|Anglican Circle of Faith|
Anglican Communion, worldwide fellowship of national and regional churches in communion with the Church of England and the archbishop of Canterbury. With 540 dioceses throughout the world, the total membership of the churches is approximately 73 million. Intended to promote mutual understanding and cooperation in common tasks, the Communion unites churches that share a common heritage and subscribe to the Lambeth Quadrilateral of 1884. The Quadrilateral, a statement of the doctrines considered essential from the Anglican standpoint, upholds the catholic and apostolic faith and order of the Christian church as found in Scripture, the sacraments of baptism and the Eucharist, the Apostles' Creed and Nicene Creed, and episcopal government. All the churches use the Book of Common Prayer, reformed and adapted to the needs of the times and of particular locales.
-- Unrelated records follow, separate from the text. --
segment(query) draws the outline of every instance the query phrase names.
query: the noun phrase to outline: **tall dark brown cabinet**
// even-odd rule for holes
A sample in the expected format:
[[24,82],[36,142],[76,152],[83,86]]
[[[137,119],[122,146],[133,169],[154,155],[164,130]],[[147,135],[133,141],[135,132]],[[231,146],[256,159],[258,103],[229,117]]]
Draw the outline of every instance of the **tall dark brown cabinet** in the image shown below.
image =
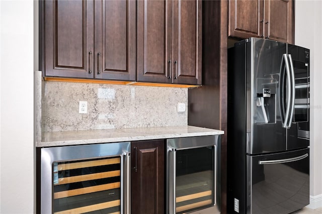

Although the Anglican Communion has existed since the 16th and 17th centuries, when the Church of England established foreign missions, its effective function as a communion of independent churches began in 1867. In that year, the first Lambeth Conference, an assembly of the bishops of the whole Anglican Communion under the presidency of the Archbishop of Canterbury, was held at Lambeth Palace, London. A conference has met there about every ten years since then to deal with doctrinal, disciplinary, and ecumenical matters, as well as missionary responsibilities. Much of the agenda has concerned the unity of the church. In 1948, the Lambeth Conference heralded the birth of the Church of South India, which united certain Anglican dioceses with non-Anglican churches in that area. The Lambeth Conference of 1968 established the Anglican Consultative Council under the presidency of the archbishop of Canterbury. The council, composed of 60 representatives from every part of the Anglican Communion who meet every two to three years, is intended to supply guidance on policy matters of importance to the Communion, to forward ecumenical relations, and to provide cooperation in missionary work. Regional councils are also active in South America, East Asia, the South Pacific, and North America, with more to be established. These councils were created to promote better communication among the churches of a given area and to advance cooperative planning efforts.